Boy erased. Vite cancellate, di Garrard Conley

Esistono regole nuove ogni giorno, che ci mettono in un angolo costantemente e spesso ci impediscono di esprimere noi stessi, da ogni inclinazione. Poi ci sono quelle che invece servono a insegnare a noi e a tutte le generazioni future cosa voglia dire vivere insieme agli altri, principalmente tramite una regola sola: il rispetto.
Il rispetto delle vite altrui, delle scelte degli altri, del lavoro che svolgono le altre persone, qualsiasi esso sia. Dunque, in questa rosa così ampia è necessario oltre che assolutamente normale essere in grado di rispettare l’orientamento sessuale di ciascuno individuo. Non se ne può discutere, non si può puntare il dito, non si può cercare di “correggerlo”: nessuna correzione esiste al mondo, anche se purtroppo spesso si è tentato di “rimettere sulla via dell’eterosessualità” anche coloro che invece avevano altri orientamenti.
Questo racconta Garrard Conley nel suo romanzo – autobiografia “Boy Erased. Vite cancellate”, da cui è stato tratto recentemente uno splendido film con Nicole Kidman, Russell Crowe e Lucas Hedges: la sua storia infatti è quella di uno dei tanti sopravvissuti a quella che viene chiamata terapia riparativa, ossia proprio quel metodo inteso a correggere l’orientamento sessuale di un soggetto dall’omosessualità all’eterosessualità.
L’esperienza dello scrittore è strettamente legata ad una delle strutture di Love in Action (LIA), che ha dovuto frequentare per un certo periodo della sua vita a partire dal 2004, anche se in realtà questa organizzazione mosse i suoi primi passi già verso la fine degli anni ‘70: in seguito alla decisione dell’APA (American Psychological Association) di depatologizzare l’omosessualità e quindi di non considerarla più una malattia mentale, Love in Action (di stampo cristiano-fondamentalista) rigettò tale decisione e aprì un centro a San Rafael in California, con lo scopo di curare i membri LGBT dalle loro “dipendenze sessuali”.
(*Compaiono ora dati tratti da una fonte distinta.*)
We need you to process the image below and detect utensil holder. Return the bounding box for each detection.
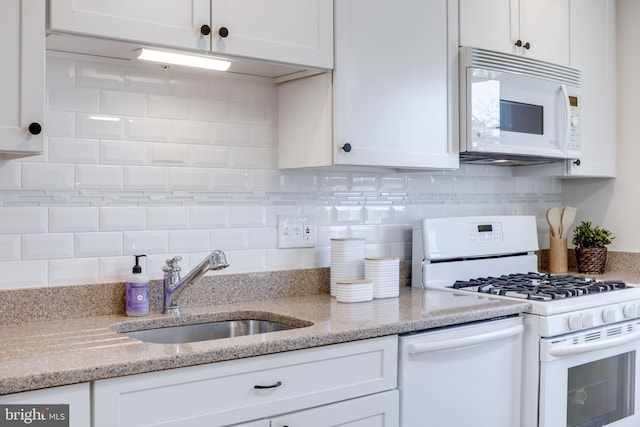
[549,237,568,274]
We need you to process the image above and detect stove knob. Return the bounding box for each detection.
[569,314,582,331]
[602,307,616,323]
[622,304,638,319]
[582,313,593,328]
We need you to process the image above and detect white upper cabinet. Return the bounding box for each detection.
[568,0,616,177]
[49,0,333,68]
[49,0,211,50]
[211,0,333,69]
[459,0,569,65]
[279,0,458,169]
[0,0,45,159]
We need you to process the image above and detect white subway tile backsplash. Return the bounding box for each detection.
[76,114,124,139]
[100,207,147,232]
[74,232,122,258]
[191,98,231,123]
[21,233,73,260]
[185,145,231,169]
[212,123,251,147]
[169,120,214,144]
[230,102,278,126]
[123,231,169,255]
[98,256,135,282]
[124,117,169,141]
[267,249,301,271]
[49,207,98,233]
[76,165,124,190]
[189,206,229,229]
[22,163,74,190]
[229,206,267,227]
[169,230,210,253]
[231,147,278,169]
[247,169,283,192]
[147,95,191,119]
[0,52,562,288]
[223,250,267,274]
[151,142,185,165]
[100,141,148,165]
[124,166,169,190]
[49,258,99,285]
[213,169,249,191]
[249,126,278,147]
[169,167,213,191]
[0,207,48,234]
[48,85,100,113]
[0,161,21,190]
[47,137,100,163]
[76,61,124,90]
[248,227,278,249]
[100,90,147,116]
[147,207,189,230]
[0,234,20,261]
[44,110,76,137]
[0,261,47,288]
[209,228,249,251]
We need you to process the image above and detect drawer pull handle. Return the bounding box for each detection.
[253,381,282,390]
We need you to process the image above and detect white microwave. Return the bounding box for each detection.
[460,47,581,165]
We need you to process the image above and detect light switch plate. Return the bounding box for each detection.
[278,215,318,248]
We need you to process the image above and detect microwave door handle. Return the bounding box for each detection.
[560,84,571,151]
[407,325,524,354]
[549,331,640,357]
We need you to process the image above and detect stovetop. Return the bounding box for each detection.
[452,272,628,301]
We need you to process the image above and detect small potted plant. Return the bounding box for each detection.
[571,221,615,274]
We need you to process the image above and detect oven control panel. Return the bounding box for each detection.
[540,301,640,337]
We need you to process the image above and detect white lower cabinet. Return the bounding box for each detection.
[0,383,91,427]
[92,336,398,427]
[269,390,400,427]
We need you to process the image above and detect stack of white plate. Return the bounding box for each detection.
[336,279,373,302]
[331,238,364,296]
[364,257,400,298]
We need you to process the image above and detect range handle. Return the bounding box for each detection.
[407,325,524,354]
[549,330,640,357]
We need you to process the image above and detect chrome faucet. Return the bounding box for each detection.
[162,250,229,316]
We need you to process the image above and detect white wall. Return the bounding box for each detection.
[563,0,640,252]
[0,54,561,288]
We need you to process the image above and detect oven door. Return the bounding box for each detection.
[539,320,640,427]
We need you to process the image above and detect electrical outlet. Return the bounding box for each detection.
[278,215,318,248]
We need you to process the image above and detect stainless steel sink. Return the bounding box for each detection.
[123,319,296,344]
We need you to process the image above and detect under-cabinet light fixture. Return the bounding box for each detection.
[138,48,231,71]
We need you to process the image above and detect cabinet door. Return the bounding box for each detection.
[0,0,45,159]
[211,0,333,69]
[459,0,520,54]
[271,390,400,427]
[333,0,458,168]
[459,0,569,65]
[520,0,569,65]
[0,383,91,427]
[49,0,211,50]
[569,0,616,177]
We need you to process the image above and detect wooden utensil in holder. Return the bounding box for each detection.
[549,236,569,274]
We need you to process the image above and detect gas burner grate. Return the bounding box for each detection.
[452,272,627,301]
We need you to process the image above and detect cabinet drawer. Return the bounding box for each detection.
[93,336,397,427]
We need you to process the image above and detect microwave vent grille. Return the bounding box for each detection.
[462,47,580,87]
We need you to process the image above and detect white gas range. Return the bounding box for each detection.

Garrard a 19 anni confessa ai genitori di essere gay: il padre (pastore battista e fervido membro della vita religiosa di una piccola città dell’Arkansas) e la madre decidono di gestire questa “deviazione” del loro unico figlio, portandolo per 12 giorni in questo centro, dove lui ha l’obbligo di restare dalla mattina fino alle 5 del pomeriggio, con il divieto assoluto di raccontare al di fuori della struttura quali siano le diverse terapie.
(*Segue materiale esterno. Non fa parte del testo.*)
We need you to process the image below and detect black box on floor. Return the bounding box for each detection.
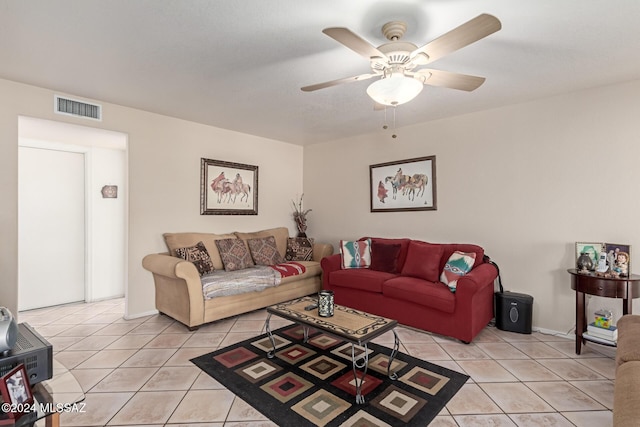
[495,291,533,334]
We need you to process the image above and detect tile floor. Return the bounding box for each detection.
[19,299,615,427]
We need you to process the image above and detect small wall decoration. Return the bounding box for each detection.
[0,363,33,419]
[101,185,118,199]
[369,156,437,212]
[576,242,602,271]
[200,158,258,215]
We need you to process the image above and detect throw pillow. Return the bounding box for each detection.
[176,242,214,276]
[285,237,313,261]
[340,239,371,268]
[216,239,253,271]
[402,240,444,282]
[440,251,476,292]
[371,241,402,274]
[247,236,283,265]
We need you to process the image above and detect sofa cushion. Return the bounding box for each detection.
[340,239,371,268]
[382,276,456,312]
[247,236,284,265]
[360,237,411,272]
[216,239,253,271]
[370,240,402,274]
[284,237,313,261]
[176,242,214,276]
[440,251,476,292]
[329,268,396,293]
[402,240,443,282]
[162,233,236,270]
[233,227,289,258]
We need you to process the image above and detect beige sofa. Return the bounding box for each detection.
[142,227,333,330]
[613,314,640,427]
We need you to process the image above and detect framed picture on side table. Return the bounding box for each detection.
[604,243,631,277]
[0,363,33,419]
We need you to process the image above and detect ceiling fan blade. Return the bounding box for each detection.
[413,69,485,92]
[322,27,387,59]
[411,13,502,64]
[301,74,378,92]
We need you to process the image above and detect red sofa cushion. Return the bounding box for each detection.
[402,240,444,282]
[329,268,396,293]
[369,241,402,274]
[382,276,456,312]
[360,237,411,271]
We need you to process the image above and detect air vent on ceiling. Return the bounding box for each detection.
[54,95,102,120]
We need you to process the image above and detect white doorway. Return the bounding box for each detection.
[18,116,128,310]
[18,147,86,311]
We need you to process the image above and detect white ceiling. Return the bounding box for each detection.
[0,0,640,145]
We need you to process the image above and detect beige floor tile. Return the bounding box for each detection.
[479,382,554,414]
[538,359,604,381]
[404,342,452,361]
[446,384,502,415]
[120,348,176,368]
[60,393,134,427]
[476,342,529,359]
[440,343,489,360]
[458,360,518,383]
[497,359,562,381]
[137,366,202,391]
[164,347,210,366]
[577,357,616,379]
[54,351,98,369]
[509,412,576,427]
[67,335,119,351]
[227,397,269,421]
[92,368,158,393]
[454,414,516,427]
[107,335,156,350]
[562,411,613,427]
[169,390,235,424]
[517,342,564,359]
[182,332,226,354]
[71,368,113,393]
[76,350,136,369]
[107,391,185,426]
[145,332,191,348]
[524,381,605,412]
[570,381,614,409]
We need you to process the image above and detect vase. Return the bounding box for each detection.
[577,252,593,270]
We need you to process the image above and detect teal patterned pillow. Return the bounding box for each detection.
[440,251,476,292]
[340,239,371,268]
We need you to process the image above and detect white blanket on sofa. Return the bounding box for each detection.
[200,265,282,299]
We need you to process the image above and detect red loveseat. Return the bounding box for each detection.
[321,238,498,343]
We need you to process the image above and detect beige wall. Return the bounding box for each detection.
[304,81,640,333]
[0,80,303,316]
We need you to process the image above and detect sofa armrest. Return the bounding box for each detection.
[456,263,498,294]
[313,243,333,262]
[142,254,204,327]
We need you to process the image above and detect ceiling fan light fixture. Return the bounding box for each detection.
[367,73,424,106]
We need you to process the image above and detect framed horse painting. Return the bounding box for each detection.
[200,158,258,215]
[369,156,437,212]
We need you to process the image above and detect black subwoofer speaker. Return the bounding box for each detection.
[495,291,533,334]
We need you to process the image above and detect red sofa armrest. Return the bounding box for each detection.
[320,254,342,289]
[456,263,498,297]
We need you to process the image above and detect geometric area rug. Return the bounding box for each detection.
[191,325,469,427]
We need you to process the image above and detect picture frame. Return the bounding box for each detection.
[0,363,33,419]
[369,156,438,212]
[575,242,602,271]
[604,243,631,277]
[200,158,258,215]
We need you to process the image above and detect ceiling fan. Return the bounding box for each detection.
[302,14,502,106]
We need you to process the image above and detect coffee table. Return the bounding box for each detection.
[265,297,400,404]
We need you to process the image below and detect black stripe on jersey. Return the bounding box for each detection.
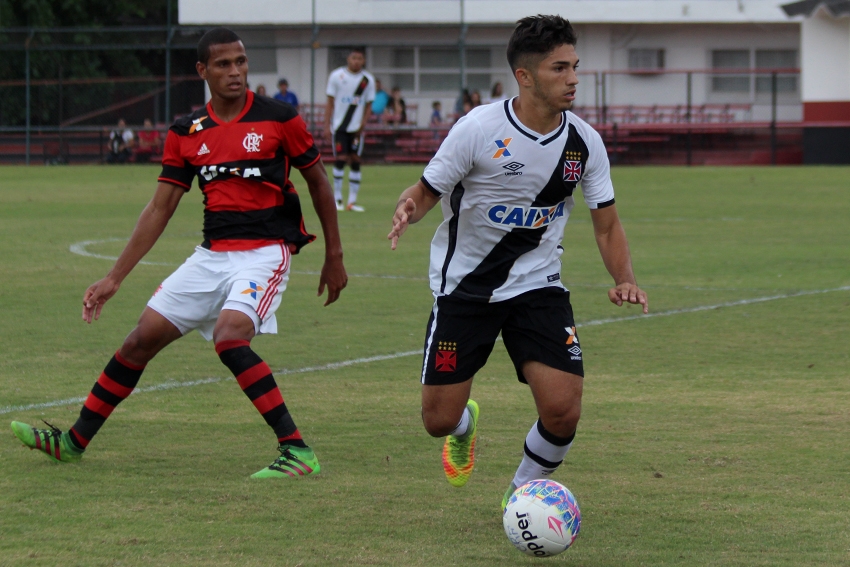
[450,124,589,301]
[336,75,369,132]
[440,183,466,293]
[505,99,539,142]
[159,164,195,191]
[540,112,567,146]
[419,176,443,197]
[239,96,298,122]
[202,204,316,251]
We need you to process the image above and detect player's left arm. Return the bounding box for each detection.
[590,204,649,313]
[300,160,348,305]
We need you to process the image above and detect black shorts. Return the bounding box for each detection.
[334,130,363,157]
[422,288,584,385]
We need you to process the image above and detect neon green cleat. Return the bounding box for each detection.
[502,481,516,514]
[443,400,479,486]
[251,445,322,478]
[12,421,84,463]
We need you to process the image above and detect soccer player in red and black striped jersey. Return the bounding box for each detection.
[12,28,348,478]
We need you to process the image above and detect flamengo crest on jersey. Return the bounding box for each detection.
[422,100,614,302]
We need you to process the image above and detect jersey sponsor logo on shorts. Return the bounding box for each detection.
[487,201,564,228]
[242,132,263,152]
[189,116,207,134]
[493,138,513,159]
[502,161,525,175]
[434,341,457,372]
[198,165,262,181]
[242,282,265,299]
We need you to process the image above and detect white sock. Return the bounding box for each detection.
[333,168,345,201]
[348,171,360,205]
[513,419,575,487]
[449,406,472,437]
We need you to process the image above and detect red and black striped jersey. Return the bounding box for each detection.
[159,91,320,253]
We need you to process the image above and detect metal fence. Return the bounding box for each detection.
[0,26,802,163]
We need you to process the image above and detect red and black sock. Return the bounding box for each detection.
[215,340,307,447]
[68,352,145,449]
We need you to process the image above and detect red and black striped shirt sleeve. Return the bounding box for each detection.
[157,130,195,191]
[278,114,321,169]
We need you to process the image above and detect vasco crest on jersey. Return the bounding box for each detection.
[564,150,581,183]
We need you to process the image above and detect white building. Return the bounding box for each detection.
[179,0,808,125]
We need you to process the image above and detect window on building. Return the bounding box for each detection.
[756,49,797,94]
[370,45,500,98]
[629,49,664,71]
[711,49,750,93]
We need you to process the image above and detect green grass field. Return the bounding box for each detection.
[0,166,850,567]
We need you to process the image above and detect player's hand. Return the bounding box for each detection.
[387,199,416,250]
[316,257,348,306]
[608,283,649,313]
[83,276,121,323]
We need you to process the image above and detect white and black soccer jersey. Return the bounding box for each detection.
[325,66,375,132]
[422,100,614,302]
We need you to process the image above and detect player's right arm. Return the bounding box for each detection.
[83,181,186,323]
[387,179,440,250]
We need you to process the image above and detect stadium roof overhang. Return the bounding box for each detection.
[781,0,850,18]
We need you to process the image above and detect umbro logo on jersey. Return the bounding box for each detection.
[502,161,525,175]
[189,116,207,134]
[493,138,513,159]
[487,201,564,228]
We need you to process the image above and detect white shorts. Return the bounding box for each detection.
[148,244,291,341]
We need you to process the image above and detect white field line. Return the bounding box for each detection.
[0,286,850,415]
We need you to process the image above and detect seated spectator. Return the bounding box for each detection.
[455,89,472,120]
[106,118,135,163]
[430,100,443,128]
[274,79,298,110]
[134,118,162,162]
[385,87,407,125]
[372,79,390,122]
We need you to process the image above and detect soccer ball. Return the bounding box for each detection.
[502,480,581,557]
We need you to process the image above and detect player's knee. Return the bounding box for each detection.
[119,328,160,365]
[540,404,581,438]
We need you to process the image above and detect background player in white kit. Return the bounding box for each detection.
[325,47,375,213]
[388,16,648,509]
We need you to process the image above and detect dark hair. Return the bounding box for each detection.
[507,14,578,71]
[198,28,242,65]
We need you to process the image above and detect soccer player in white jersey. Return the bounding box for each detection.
[325,47,375,213]
[388,16,648,509]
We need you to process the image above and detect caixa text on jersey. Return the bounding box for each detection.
[487,201,564,228]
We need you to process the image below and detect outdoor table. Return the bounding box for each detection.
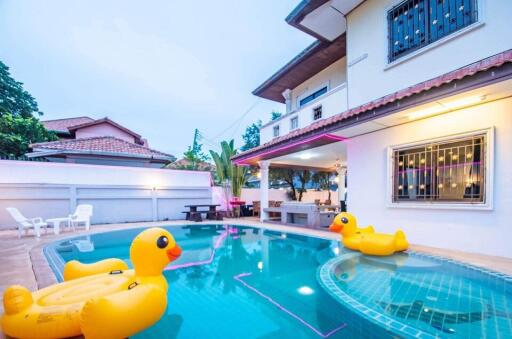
[183,204,222,221]
[185,204,220,212]
[229,199,245,218]
[46,218,71,235]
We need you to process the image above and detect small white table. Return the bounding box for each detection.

Tale divieto gli risulta subito più chiaro nel momento stesso in cui mette piede nell’edificio: umiliazione, correzione di atteggiamenti considerati devianti, frasi legate alla religione ripetute con toni altisonanti per far capire ai ragazzi che stanno attraversando solo una fase confusa della loro vita, ma che agendo tempestivamente possono avvicinarsi nuovamente a Dio. Come se il fatto di avere desiderio nei confronti di una persona dello stesso sesso voglia automaticamente allontanarti da una fede: questa equazione non funziona più.
Lo stereotipo maschile che deve essere colui che porta i pantaloni in casa e che deve avere posa triangolare quando sta in piedi, perché “i triangoli sono le forme più forti”, non è mai esistito e fuori da ogni dubbio esiste oggi: tante vale per l’uomo quanto la donna.
La correzione del proprio orientamento sessuale o l’atteggiamento da adottare seconda la LIA “Fingi finché non ottieni” è un naturale contro senso che deve essere abbattuato: non esiste una correzione, non esiste una regola su chi si sceglie di amare o verso chi si prova attrazione fisica. Non c’è alcuna differenza: questo messaggio va urlato al mondo del 2019, che in questa giornata del 17 maggio festeggia la giornata mondiale contro l’omofobia (data scelta perché proprio nel 17 maggio 1990 l’Oms decise di depennare l’omosessualità dalla lista delle malattie mentali).
Ad oggi però non valgono organizzazioni mondiali della sanità e nemmeno tutti i riconoscimenti (anche se ancora molti ne mancano) che le comunità LGBTQ+ di (quasi) tutto il mondo hanno raggiunto: perché l’esperienza vissuta da Garrard Conley non è così lontana come tempi e non deve rimanere nel silenzio, perché non deve ripetersi più.
Un romanzo che tocca una tematica così forte e delicata, ma allo stesso tempo così urgente e importante da non poterla nascondere più sotto nessun tappeto.